Showing on Friday, July 8, What We Left Unfinished (2019), a documentary from artist Mariam Ghani, contemplates five unfinished films produced during the Communist era in Afghanistan (1978-1991). The film weaves together newly rediscovered and restored scenes from these abandoned projects, new footage shot in the same locations, and present-day interviews with the filmmakers, actors, and crew members who risked their lives to make subversive cinema. While Ghani’s feature focuses on a specific place and time in history, it broadly examines the complex relationship between art and politics amid violence, war, censorship, and repression.
Near the end of the month on Thursday, July 28, Leos Carax’s Pola X (1999) stands out as one of the more obscure and provocative selections in the summer program. Loosely based on the 1852 Herman Melville novel Pierre: Or, The Ambiguities, the film concerns a young novelist who encounters an enigmatic woman at the edge of a dark forest claiming to be his half-sister. The two begin a romantic (possibly incestuous) relationship, while actors Guillaume Depardieu and Yekaterina Golubeva evidently engage in unsimulated sex scenes. This bizarre byproduct of the French New Extremity boasts an experimental soundtrack by teen pop icon-turned-avant-garde musician Scott Walker, with contributions from noise rock pioneers Sonic Youth and apocalyptic folk singer-songwriter Bill Callahan (a.k.a. Smog).
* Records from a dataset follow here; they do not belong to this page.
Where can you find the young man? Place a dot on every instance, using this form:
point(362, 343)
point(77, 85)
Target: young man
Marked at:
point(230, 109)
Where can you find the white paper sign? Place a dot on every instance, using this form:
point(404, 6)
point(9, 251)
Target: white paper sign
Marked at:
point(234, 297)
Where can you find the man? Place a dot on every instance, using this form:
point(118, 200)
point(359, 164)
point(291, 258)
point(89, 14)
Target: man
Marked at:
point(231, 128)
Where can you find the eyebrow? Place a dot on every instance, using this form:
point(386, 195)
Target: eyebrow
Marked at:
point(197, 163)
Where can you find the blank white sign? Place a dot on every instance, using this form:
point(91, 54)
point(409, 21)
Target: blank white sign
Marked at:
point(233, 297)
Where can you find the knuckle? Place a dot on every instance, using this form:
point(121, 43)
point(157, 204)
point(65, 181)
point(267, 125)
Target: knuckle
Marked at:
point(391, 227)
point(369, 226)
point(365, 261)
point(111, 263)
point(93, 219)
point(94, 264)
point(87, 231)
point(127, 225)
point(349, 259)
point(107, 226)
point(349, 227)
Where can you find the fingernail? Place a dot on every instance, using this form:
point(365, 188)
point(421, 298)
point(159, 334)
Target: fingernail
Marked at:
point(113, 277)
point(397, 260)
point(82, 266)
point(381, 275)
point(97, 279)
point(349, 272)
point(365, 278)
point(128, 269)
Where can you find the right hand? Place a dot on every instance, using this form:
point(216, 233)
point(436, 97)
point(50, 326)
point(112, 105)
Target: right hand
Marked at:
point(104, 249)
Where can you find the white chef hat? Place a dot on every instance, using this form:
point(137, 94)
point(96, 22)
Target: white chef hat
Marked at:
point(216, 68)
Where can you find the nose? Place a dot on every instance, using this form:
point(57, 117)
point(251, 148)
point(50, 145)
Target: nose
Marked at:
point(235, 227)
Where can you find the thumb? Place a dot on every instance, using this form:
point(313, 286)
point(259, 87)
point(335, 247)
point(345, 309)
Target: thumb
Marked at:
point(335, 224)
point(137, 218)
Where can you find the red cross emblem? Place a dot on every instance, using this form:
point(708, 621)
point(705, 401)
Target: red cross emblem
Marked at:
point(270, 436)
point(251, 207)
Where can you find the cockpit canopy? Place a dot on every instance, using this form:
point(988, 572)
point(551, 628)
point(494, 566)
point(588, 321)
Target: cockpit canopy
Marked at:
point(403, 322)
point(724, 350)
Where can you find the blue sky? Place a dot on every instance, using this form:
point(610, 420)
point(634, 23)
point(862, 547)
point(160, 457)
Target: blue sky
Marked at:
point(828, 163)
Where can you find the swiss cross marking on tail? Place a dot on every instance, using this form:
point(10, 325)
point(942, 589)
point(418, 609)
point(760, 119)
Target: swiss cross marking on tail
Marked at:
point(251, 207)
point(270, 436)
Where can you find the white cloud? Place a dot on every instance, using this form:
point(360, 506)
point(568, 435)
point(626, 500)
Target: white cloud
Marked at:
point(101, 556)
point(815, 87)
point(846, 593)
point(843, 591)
Perhaps the oddest Lynch film on account of its uncharacteristically linear narrative, as well as its absence of grotesque imagery and startling fluorishes of violence, The Straight Story (1999) remains the only Lynch film to be released by Walt Disney Pictures and given a G-rating by the MPAA. Based on the real-life journey of Alvin Straight (Richard Farnsworth), a 73-year-old man who traveled 240 miles on a riding lawn mower from Iowa to visit his ailing, estranged brother in Wisconsin, The Straight Story initially might seem like the work of an entirely different filmmaker. Nevertheless, in interviews, Lynch called it his “most experimental movie,” referring mostly to its documentary qualities. Attentive viewers may also notice hints of the artist’s preoccupations with consciousness, mortality, the dark underbelly of the American Dream, and the absurd mystery of the strange forces of existence. Despite its subtle Lynchian elements, The Straight Story stands out for being the only project in the director’s filmography in which he did not have any input in the script. Lynch’s longtime collaborator and UW-Madison alumna Mary Sweeney co-wrote the screenplay with John Roach, in addition to producing and editing the movie. Sweeney will honor audiences at 4070 Vilas Hall with her presence for a discussion following The Straight Story on Friday, July 15.